Figure 1. Under-the-cover communication between the client, the process manager, and the resource manager.
  1. The client's library sends a "query" message. The open() in the client's library sends a message to the process manager asking it to look up a name (e.g., /dev/ser1).
  2. The process manager indicates who's responsible and it returns the nd, pid, chid, and handle that are associated with the pathname prefix.

    Here's what went on behind the scenes...

    When the devc-ser8250 resource manager registered its name (/dev/ser1) in the namespace, it called the process manager. The process manager is responsible for maintaining information about pathname prefixes. During registration, it adds an entry to its table that looks similar to this:

    0, 47167, 1, 0, 0, /dev/ser1
      

    The table entries represent:

    0
    Node descriptor (nd).
    47167
    Process ID (pid) of the resource manager.
    1
    Channel ID (chid) that the resource manager is using to receive messages with.
    0
    Handle given in case the resource manager has registered more than one name. The handle for the first name is 0, 1 for the next name, etc.
    0
    The open type passed during name registration (0 is _FTYPE_ANY).
    /dev/ser1
    The pathname prefix.

    A resource manager is uniquely identified by a node descriptor, process ID, and a channel ID. The process manager's table entry associates the resource manager with a name, a handle (to distinguish multiple names when a resource manager registers more than one name), and an open type.

    When the client's library issued the query call in step 1, the process manager looked through all of its tables for any registered pathname prefixes that match the name. If another resource manager had previously registered the name /, more than one match would be found. So, in this case, both / and /dev/ser1 match. The process manager will reply to the open() with the list of matched servers or resource managers. The servers are queried in turn about their handling of the path, with the longest match being asked first.

  3. The client's library sends a "connect" message to the resource manager. To do so, it must create a connection to the resource manager's channel:
    fd = ConnectAttach(nd, pid, chid, 0, 0);
      

    The file descriptor that's returned by ConnectAttach() is also a connection ID and is used for sending messages directly to the resource manager. In this case, it's used to send a connect message (_IO_CONNECT defined in <sys/iomsg.h>) containing the handle to the resource manager requesting that it open /dev/ser1.

    Note: Typically, only functions such as open() call ConnectAttach() with an index argument of 0. Most of the time, you should OR _NTO_SIDE_CHANNEL into this argument, so that the connection is made via a side channel, resulting in a connection ID that's greater than any valid file descriptor.

    When the resource manager gets the connect message, it performs validation using the access modes specified in the open() call (e.g., are you trying to write to a read-only device?).

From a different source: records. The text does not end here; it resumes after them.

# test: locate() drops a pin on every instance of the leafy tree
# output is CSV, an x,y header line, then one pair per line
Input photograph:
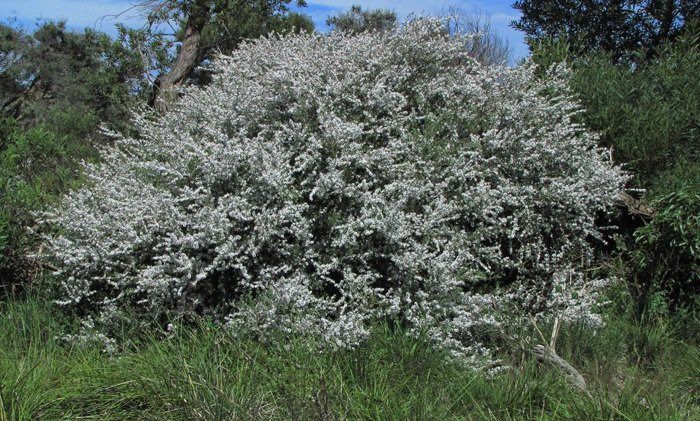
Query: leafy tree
x,y
615,26
356,20
57,87
53,68
205,27
321,184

  4. The resource manager generally responds with a pass (and open() returns with the file descriptor) or fail (the next server is queried).
  5. When the file descriptor is obtained, the client can use it to send messages directly to the device associated with the pathname.

    In the sample code, it looks as if the client opens and writes directly to the device. In fact, the write() call sends an _IO_WRITE message to the resource manager requesting that the given data be written, and the resource manager responds that it either wrote some of all of the data, or that the write failed.

Eventually, the client calls close(), which sends an _IO_CLOSE_DUP message to the resource manager. The resource manager handles this by doing some cleanup.